There is one large restriction – the move can’t be made if the transfer “adversely affects” the individual. An example would be if the new position would lengthen or increase the cost of the employee’s commute. This would adversely affect the employee. Instead, such transfers need to be handled in such a way as to avoid looking like the employer is trying to discourage the employee from taking intermittent leave – or worse yet, is being punished for having done so.

Cooperation
Although FMLA is certainly an employee-friendly statute, employers do have some rights when it comes to scheduling intermittent leave. For instance, employees are required to consult with their employers about setting up medical treatments on a schedule that minimizes impact on operations. Of course, the arrangement has to be approved by the healthcare provider. But if an employee fails to consult with HR before scheduling treatment, the law allows employers to require the worker to go back to the provider and discuss alternate arrangements.

The Firing Question
Yes, companies can fire an employee who’s on intermittent FMLA leave. Despite the fears of many employers, FMLA doesn’t confer some kind of special dispensation for workers who exercise their leave rights. Obviously, workers can’t be fired for taking leave, but employers can layoff, discipline and terminate those employees who violate company policies or perform poorly. When an employee on FMLA leave is terminated, the DOL decrees that the burden’s on the employer to prove the worker would have been laid off, disciplined or terminated regardless of the leave request or usage.

Reductions in Force
When an employer has a valid reason for reducing its workforce, the company can lay off an employee on FMLA leave – as long as the firm can prove the person would have been let go regardless of the leave. However, companies again should be prepared not only to prove the business necessity of the move, but to show an objective, nondiscriminatory plan for choosing which employees would be laid off.
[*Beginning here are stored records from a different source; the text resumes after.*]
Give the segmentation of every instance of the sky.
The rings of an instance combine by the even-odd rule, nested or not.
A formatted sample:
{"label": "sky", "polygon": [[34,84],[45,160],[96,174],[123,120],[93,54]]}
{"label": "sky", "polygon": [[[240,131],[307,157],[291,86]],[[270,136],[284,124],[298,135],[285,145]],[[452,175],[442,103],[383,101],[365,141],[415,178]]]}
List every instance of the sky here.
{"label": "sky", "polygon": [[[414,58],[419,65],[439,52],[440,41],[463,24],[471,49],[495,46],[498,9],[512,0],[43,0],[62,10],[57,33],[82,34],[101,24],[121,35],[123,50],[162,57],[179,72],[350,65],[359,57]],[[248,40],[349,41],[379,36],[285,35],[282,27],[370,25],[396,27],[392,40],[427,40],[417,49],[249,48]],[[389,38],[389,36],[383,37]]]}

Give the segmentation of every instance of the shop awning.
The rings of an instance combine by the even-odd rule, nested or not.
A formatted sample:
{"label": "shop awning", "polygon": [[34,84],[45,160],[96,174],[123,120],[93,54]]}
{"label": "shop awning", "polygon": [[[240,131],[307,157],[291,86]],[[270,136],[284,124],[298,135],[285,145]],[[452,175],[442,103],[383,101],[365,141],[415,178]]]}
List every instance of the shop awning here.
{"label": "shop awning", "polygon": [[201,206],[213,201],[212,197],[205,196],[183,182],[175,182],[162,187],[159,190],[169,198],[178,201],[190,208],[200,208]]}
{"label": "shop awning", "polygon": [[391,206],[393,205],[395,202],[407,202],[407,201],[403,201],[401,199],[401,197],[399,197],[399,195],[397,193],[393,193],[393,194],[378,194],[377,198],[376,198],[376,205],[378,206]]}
Misconduct or Poor Performance
Employees on FMLA leave – of any type – are just as responsible for following performance and behavior rules as those not on leave. However, companies that fire an employee out on FMLA will be under increased pressure to prove that the decision was based on factors other than the worker’s absence. As such, courts might well pose employers a key question: Why didn’t you fire this person before he/she took leave? This is not an easy answer to explain before a jury if liability is threatened at trial. The good news is that a number of courts have upheld employers’ rights to fire employees on FMLA leave, even when the employee’s problems were first discovered when the employee went off the job. Nevertheless, companies should move cautiously if they are to terminate an employee currently out on leave due to misconduct or poor performance existing prior to the leave, but discovered after the leave begins.